Le soi se réalise dans l’interface avec le monde (pour devenir notre monde) et en retour modifie notre monde et cette interface elle-même, le soi forme une identité propre à chacun. Le soi existe comme totalisation consciente et inconsciente de sa relation au monde et il s’en distingue, et se différentie pour créer une identité propre à chacun et une vision de son monde. L’aspect pathologique survient lorsque ce soi se dissout dans l’altérité du monde sans se distinguer, laissant apparaitre la psychose, la déréalisation du soi. Cette troisième voie, proposée par Varela, propose de ne plus considérer le système cognitif régi par un commandement extérieur ou intérieur (logique de programmation ou d’interaction) mais qu’il soit régi par la dynamique même du système sans chef d’orchestre. Il existe ainsi des boucles de rétroaction du système sur lui-même créant l’homéostasie. Il propose un schéma de construction des facultés cognitives à partir d’un historique vécu : « le sentier apparait avec les marcheurs ». Cette conception se retrouve en philosophie avec Hegel : « lorsque Varela définit son concept d’autopoïèse, il répète, presque mot pour mot, le concept hégélien de vie comme entité́ téléologique auto-organisée. Son idée centrale, celle de boucle ou de lacet, ressemble à la Setzung der Voraussetzung de Hegel. (Žižek, 2008)» Cette conception se retrouve aussi dans la notion de complexité et de systèmes complexes. La théorie des systèmes complexes (ou de la complexité) peut apporter des réponses, en cela qu’elle propose des principes directeurs comme l’auto-organisation et de l’émergence créant de l’intelligence collective.

Références

  1. Le blanc, B. (2014). Francisco Varela : des systèmes et des boucles. CNRS. editions hermès, la revue, p. 1 n° 68. pages 106 à 107.
  2. Rinaldi, R. (2017). Francisco Varela.

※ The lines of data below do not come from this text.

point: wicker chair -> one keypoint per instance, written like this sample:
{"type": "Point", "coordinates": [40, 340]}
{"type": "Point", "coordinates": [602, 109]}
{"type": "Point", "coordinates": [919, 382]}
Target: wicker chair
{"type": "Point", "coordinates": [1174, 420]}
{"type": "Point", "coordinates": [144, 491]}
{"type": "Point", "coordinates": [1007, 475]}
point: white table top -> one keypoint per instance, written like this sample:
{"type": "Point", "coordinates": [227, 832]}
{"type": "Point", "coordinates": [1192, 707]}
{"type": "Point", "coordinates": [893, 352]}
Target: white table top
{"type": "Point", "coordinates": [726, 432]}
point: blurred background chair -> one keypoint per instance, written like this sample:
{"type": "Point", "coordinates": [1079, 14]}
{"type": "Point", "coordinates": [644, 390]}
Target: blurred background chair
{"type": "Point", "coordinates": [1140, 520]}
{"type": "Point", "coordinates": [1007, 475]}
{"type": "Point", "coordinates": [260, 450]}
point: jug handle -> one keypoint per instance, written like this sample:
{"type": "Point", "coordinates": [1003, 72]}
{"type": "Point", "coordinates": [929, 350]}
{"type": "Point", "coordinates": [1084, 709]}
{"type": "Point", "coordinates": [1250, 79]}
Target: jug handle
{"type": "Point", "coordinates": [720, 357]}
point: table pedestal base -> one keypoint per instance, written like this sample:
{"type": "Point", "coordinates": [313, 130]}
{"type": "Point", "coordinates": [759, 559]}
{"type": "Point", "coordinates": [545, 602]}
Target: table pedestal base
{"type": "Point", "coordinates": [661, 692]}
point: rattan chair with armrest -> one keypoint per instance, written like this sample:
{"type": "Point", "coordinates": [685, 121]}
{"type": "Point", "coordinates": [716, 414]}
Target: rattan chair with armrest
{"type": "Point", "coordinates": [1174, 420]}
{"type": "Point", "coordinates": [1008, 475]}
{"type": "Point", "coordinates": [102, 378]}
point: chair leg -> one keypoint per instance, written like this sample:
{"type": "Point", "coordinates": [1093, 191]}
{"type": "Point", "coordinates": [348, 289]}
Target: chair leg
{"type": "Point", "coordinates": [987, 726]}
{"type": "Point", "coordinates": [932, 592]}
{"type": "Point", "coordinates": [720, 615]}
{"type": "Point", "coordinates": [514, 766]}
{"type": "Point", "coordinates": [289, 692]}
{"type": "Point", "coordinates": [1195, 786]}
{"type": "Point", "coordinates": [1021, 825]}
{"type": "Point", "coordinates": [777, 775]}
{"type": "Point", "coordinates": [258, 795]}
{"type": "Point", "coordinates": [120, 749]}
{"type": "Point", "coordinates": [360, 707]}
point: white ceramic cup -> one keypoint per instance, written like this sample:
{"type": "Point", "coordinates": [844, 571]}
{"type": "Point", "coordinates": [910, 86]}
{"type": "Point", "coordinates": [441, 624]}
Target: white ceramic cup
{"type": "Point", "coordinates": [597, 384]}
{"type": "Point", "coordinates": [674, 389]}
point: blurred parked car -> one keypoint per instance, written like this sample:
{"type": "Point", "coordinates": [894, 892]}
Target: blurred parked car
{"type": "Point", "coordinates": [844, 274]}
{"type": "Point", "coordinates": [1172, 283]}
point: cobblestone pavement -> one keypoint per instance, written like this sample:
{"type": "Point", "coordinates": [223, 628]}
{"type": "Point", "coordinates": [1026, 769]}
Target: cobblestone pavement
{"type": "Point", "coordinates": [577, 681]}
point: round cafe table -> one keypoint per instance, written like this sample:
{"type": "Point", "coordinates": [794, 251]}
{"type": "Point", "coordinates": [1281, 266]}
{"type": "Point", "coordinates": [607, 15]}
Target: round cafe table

L’homme est un corps pensant. Mensuel 294.
  3. Rosenblatt, F. (1958, 65 6). The perceptron: A probabilistic model for information storage and organization in the brain. Psychological Review, pp. 386–408.
  4. Valera, F., Thomson, E., & Rosch, E. (1993). l’inscription corporelle de l’esprit. Paris: Seuil.
  5. Varela, F. (1988). Invitation aux sciences cognitives. Paris: Seuil.
  6. Žižek, S. (2008). Organes sans corps. Deleuze et conséquences. Paris: éditions Amsterdam.